Le Vieux Yishouv reste préoccupé par l’idée du retour à la terre, et pour des raisons tant économiques que religieuses. Diverses tentatives ont lieu. Le premier projet sérieux aboutit en 1878, avec la fondation par des Juifs de Jérusalem d’une colonie agricole (Petah Tikva), dans la plaine côtière au bord du Yaarkon. Mais l’expérience se termine en 1881.

1882, année des débuts de Nouveau Yishouv. Les Juifs quittent massivement l’Empire russe et ses pogroms. En une vingtaine d’années, deux millions et demi de Juifs quittent le pays. Parmi eux, quelques dizaines de milliers débarquent en Palestine. Ils sont nombreux à ne pas y rester.

Les rapports entre le Vieux Yishouv et le Nouveau Yishouv ne sont pas des plus faciles. Le Nouveau Yishouv n’est guère conciliant et bien décidé à bousculer ce Vieux Yishouv qui à son goût s’adonne un peu trop à la prière et vit essentiellement de la halouqa. Ces nouveaux venus sont plus politiques et nationalistes, ils prônent le modernisme culturel et économique ainsi que le retour à la terre. Et puis il y a ceux, souvent les plus misérables, qui à peine débarqués rembarquent vers une autre misère.

La dichotomie entre le Vieux Yishouv et le Nouveau Yishouv n’est malgré tout pas si tranchée car ces deux groupes respectifs ne sont pas si homogènes. L’activité créatrice des Séfarades du Vieux Yishouv et le traditionalisme de certains membres du Nouveau Yishouv nuancent cette dichotomie et favorisent les rapports entre ces deux groupes.

Il n’empêche, les fondateurs du Nouveau Yishouv dénigrent dès 1882 l’essai mené à Petah Tikva afin de mieux promouvoir leur propre projet, ce que fait notamment Zalman David Levontin, fondateur de la première colonie du Nouveau Yishouv, Rishon le Tsion. Et Moïse Lilienblum se montre encore plus acerbe.

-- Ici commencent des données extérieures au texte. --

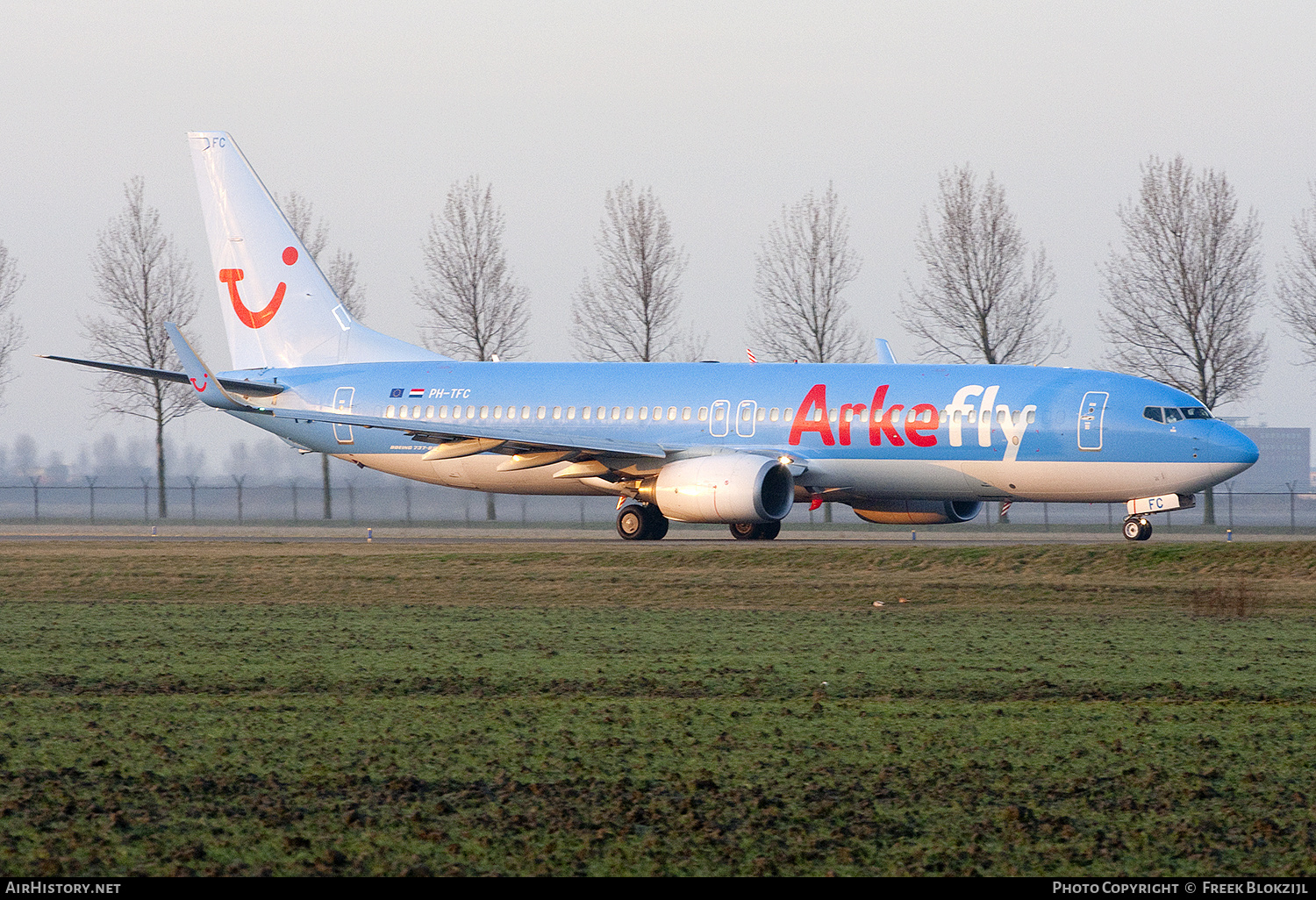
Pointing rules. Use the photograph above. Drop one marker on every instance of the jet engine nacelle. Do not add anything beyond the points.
(920, 512)
(734, 487)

C’est à Jaffa que débarquent la plupart des immigrés de la première alya (1882-1902), c’est donc Jaffa qui voit les débuts d’une activité économique moderne avec la Galilée et les abords du lac de Tibériade où les immigrants de cette alya retrouvent les traces des ancêtres installés dans l’Antiquité puis au XVIe siècle. En effet, les traces d’une vie juive ne manquent pas dans cette région. La présence juive s’y maintient jusqu’aux Croisades. Après un quasi effacement, elle reprend au XVIe siècle et pour un siècle avec les Juifs d’Espagne expulsés et accueillis par les Ottomans. Ils sont nombreux à s’installer à Safed et ses environs, une région qui connaît alors un bel essor économique grâce au moulins implantés entre Safed et Tibériade et qui permettent le travail de la laine et de la soie. Cet essor économique s’accompagne d’un nouvel âge d’or du judaïsme avec la « kabbale de Safed ». La Galilée va tomber dans un relatif oubli pour des raisons économiques avant de connaître une troisième période faste avec la réinstallation de Juifs à Tibériade, Tibériade qui avait été un refuge pour les Juifs après la destruction de Jérusalem par Rome en 70 (une installation brève en 1561, reprise en 1740), puis à Safed – arrivée des hassidim à partir de 1772 et jusqu’en 1837. A Safed, la tradition kabbalistique et l’imagination hassidique se mêlent et donnent à cette communauté un charme très particulier qui se goûte d’abord dans les récits populaires.